The travelling show found great long-term success for twenty-five years or so, and his performing cowboys were finally seen by the entire world just as he had always wanted. Buffalo Bill was always the main attraction. Anytime one of the younger male performers began taking attention away from Bill, Bill would get sooo pissed, right? “What do you think this is, Stephen? Do you think I’m dense? I know what you’re doing. I know who you’re screwing.” And he’d find some reason to fire these young stars. “This is my show, you fin.” And he’d belittle them, nearly castrate them. I mean, he was mean. This one young boy—a total Cronkite—was totally broken.
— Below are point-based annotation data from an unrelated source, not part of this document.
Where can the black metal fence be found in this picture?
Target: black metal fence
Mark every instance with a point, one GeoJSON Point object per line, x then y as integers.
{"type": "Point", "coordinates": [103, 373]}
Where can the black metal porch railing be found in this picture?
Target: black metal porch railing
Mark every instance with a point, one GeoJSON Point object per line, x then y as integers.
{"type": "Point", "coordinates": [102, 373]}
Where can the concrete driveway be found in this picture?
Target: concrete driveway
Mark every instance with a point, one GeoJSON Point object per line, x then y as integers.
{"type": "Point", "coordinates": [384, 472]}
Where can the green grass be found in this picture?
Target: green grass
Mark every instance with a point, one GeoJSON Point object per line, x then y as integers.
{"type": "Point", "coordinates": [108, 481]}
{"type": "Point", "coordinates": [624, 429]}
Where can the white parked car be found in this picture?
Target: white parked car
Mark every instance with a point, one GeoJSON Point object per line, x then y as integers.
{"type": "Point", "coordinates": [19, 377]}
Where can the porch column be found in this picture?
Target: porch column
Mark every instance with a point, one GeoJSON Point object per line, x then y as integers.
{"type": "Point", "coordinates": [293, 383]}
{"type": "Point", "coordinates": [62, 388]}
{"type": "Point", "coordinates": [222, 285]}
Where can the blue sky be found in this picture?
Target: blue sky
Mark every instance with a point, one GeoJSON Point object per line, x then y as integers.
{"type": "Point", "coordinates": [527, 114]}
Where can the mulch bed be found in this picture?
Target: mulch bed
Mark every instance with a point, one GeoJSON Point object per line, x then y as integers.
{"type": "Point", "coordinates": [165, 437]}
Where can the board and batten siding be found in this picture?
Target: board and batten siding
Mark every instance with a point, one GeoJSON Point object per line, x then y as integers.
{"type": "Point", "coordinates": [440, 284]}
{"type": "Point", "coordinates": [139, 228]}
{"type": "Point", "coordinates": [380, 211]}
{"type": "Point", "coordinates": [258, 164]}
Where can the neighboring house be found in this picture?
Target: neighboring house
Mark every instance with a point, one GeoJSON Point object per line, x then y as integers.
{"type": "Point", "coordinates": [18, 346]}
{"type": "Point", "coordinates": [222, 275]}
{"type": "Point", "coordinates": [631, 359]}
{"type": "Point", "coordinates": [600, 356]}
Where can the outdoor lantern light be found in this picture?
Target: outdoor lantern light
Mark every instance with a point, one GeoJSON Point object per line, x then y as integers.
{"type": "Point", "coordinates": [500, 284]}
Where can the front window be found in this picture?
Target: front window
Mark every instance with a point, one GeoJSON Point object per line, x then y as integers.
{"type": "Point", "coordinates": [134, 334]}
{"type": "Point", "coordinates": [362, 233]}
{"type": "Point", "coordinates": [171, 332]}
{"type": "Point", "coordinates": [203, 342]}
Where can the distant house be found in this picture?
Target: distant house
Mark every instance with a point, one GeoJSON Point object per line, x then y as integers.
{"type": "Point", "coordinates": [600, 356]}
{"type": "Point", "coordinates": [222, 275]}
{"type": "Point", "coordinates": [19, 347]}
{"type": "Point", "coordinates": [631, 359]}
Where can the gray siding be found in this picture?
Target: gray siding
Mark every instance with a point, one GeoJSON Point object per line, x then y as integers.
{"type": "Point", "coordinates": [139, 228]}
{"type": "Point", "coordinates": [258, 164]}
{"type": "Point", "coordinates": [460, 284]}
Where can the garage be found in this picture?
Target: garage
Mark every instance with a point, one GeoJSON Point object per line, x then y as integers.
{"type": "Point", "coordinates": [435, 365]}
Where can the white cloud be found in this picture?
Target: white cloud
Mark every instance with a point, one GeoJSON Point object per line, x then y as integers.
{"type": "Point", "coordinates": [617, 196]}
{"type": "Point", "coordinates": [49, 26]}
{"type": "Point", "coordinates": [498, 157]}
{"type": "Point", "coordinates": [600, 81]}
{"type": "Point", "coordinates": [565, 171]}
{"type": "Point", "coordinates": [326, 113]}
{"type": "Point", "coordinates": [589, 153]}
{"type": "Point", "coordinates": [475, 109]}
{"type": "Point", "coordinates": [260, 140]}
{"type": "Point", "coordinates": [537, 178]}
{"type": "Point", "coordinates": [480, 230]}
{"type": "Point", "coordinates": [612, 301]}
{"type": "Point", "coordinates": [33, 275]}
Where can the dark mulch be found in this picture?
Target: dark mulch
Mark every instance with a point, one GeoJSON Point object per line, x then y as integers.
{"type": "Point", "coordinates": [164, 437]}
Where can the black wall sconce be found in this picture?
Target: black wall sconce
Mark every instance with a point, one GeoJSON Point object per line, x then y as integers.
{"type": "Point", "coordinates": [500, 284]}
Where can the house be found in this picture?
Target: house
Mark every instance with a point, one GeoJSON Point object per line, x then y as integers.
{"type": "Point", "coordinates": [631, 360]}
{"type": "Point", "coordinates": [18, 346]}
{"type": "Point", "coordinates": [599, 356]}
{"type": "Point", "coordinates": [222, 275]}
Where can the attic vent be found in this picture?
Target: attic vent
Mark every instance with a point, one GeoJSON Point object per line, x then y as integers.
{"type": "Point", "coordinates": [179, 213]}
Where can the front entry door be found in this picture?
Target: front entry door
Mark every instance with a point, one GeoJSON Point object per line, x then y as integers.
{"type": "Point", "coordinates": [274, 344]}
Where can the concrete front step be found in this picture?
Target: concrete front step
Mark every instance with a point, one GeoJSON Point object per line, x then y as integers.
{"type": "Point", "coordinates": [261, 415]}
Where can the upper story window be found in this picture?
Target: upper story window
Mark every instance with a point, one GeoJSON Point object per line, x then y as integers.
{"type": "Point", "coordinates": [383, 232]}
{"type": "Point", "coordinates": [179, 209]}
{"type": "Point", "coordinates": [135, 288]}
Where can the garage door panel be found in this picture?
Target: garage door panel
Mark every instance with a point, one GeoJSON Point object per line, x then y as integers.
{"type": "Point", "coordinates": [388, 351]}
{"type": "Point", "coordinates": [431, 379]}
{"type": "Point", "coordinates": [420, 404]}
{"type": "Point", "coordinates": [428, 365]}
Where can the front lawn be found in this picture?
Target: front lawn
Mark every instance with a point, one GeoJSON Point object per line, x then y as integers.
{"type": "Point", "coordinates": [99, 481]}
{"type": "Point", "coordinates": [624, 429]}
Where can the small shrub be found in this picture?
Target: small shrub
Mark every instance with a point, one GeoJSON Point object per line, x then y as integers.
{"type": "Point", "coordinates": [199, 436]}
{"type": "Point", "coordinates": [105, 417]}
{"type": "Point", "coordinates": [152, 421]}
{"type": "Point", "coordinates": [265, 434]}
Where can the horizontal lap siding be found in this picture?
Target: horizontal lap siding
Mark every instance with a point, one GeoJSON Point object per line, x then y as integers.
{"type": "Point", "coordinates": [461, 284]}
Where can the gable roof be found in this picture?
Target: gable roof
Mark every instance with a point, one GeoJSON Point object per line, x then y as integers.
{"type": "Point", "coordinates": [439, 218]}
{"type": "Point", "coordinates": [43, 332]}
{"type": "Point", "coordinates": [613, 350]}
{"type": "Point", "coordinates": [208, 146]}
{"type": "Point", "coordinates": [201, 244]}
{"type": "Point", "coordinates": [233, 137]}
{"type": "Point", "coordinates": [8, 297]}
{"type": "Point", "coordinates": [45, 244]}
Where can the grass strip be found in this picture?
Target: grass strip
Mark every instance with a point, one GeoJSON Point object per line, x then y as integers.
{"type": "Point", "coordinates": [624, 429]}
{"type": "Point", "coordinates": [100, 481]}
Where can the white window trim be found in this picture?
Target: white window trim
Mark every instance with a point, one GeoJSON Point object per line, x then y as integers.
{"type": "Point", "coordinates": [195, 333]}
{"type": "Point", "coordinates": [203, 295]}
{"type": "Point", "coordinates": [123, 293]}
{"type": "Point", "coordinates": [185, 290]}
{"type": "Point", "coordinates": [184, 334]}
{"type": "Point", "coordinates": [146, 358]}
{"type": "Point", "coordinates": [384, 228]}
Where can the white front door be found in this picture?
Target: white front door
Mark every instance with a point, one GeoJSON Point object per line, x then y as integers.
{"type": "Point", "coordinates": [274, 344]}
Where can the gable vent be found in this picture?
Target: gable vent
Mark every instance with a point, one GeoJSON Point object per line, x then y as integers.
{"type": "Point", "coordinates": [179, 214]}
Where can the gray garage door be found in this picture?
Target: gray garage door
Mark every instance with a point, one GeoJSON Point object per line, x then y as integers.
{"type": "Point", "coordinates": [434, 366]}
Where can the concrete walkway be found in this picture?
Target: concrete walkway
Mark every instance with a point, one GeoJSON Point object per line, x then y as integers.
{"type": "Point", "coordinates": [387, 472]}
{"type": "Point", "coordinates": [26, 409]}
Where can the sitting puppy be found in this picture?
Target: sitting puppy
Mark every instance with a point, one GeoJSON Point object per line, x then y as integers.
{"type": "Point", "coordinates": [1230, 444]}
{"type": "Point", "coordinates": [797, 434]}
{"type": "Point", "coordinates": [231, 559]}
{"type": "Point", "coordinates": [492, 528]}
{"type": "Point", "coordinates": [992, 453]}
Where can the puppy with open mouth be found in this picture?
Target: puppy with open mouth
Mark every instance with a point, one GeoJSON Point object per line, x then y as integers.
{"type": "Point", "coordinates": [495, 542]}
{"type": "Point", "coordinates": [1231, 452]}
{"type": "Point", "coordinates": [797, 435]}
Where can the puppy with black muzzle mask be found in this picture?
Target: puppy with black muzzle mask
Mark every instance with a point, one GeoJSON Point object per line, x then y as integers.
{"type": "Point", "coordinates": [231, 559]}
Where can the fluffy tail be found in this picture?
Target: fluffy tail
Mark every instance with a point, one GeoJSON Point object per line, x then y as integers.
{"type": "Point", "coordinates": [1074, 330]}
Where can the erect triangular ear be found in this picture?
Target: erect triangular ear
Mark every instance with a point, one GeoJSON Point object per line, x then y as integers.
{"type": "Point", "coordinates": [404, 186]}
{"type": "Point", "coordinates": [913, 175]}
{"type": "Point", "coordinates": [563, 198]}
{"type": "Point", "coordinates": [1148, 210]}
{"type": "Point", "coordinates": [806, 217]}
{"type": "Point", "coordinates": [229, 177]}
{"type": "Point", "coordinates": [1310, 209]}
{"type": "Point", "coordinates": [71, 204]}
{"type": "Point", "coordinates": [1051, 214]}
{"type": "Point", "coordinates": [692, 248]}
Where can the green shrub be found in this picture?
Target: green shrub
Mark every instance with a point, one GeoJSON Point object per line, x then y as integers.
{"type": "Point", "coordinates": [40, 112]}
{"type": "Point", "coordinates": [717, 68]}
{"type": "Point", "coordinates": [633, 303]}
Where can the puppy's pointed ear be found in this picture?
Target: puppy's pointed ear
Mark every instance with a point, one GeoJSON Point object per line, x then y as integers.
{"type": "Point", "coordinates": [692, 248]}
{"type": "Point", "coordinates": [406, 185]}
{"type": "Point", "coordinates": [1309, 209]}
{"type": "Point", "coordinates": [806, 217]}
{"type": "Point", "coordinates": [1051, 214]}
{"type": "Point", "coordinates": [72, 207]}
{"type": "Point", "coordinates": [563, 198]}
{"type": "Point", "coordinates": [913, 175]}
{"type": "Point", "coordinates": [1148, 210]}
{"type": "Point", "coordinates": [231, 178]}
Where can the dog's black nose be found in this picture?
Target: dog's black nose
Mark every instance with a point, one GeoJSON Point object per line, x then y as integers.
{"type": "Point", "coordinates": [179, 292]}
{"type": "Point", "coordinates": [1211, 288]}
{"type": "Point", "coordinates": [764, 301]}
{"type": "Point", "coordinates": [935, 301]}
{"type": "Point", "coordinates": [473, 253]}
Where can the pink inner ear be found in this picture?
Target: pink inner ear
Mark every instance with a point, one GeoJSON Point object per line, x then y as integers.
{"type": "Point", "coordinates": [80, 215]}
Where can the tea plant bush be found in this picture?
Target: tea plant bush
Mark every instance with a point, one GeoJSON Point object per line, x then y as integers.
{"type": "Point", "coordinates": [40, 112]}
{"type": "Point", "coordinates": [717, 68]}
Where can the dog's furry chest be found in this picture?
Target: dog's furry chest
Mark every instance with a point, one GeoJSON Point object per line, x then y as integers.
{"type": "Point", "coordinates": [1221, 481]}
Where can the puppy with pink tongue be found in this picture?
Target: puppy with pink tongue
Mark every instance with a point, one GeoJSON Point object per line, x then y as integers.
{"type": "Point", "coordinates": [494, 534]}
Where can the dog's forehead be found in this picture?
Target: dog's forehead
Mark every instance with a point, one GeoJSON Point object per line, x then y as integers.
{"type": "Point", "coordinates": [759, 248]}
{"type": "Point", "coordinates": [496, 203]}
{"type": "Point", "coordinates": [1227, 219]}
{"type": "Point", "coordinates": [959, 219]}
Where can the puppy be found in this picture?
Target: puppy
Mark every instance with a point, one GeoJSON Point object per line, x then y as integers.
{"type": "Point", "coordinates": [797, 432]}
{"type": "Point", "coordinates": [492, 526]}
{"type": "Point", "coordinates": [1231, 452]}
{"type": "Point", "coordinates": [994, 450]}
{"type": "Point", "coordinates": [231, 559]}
He was all, “But . . . I love you.” This confession infuriated Bill so he stormed out and shot a buffalo and then scalped some Indian dude out of pure anger. It had been a while since he had killed anything, right. And he was all, still totally pissed, “I won’t sleep . . . until every fucking buffalo is dead.”
Sitting Bull was a friend of his and even he was all, “Bill, bro, wtf?” And Bill was all, “I just need . . . a fucking cocktail.” And he got sloshed and danced around with the dance crew to some Indian beats that had been given to him along the way. When Buffalo Bill wanted you to dance with him, you danced.
Are you kidding me? Another Foster the People song? I knew about this song, like . . . two years ago.
So Bill died of Kidney failure, probably due to his heavy love for cocktails, but his status as the original showman held strong. His dancing cowboys had taken Broadway and the rest of the world by storm… so tough, yet so elegant. His death didn’t slow things. To this day, because of Buffalo Bill, you can see skimpily-clad cowboys performing two to three nights a week at any given city, at any given moment, dancing their little hearts out… leaving everything they have on stage. If only Bill could see it now . . . he would be sooo proud.
So anyway, I can’t handle this music anymore. Let’s ditch.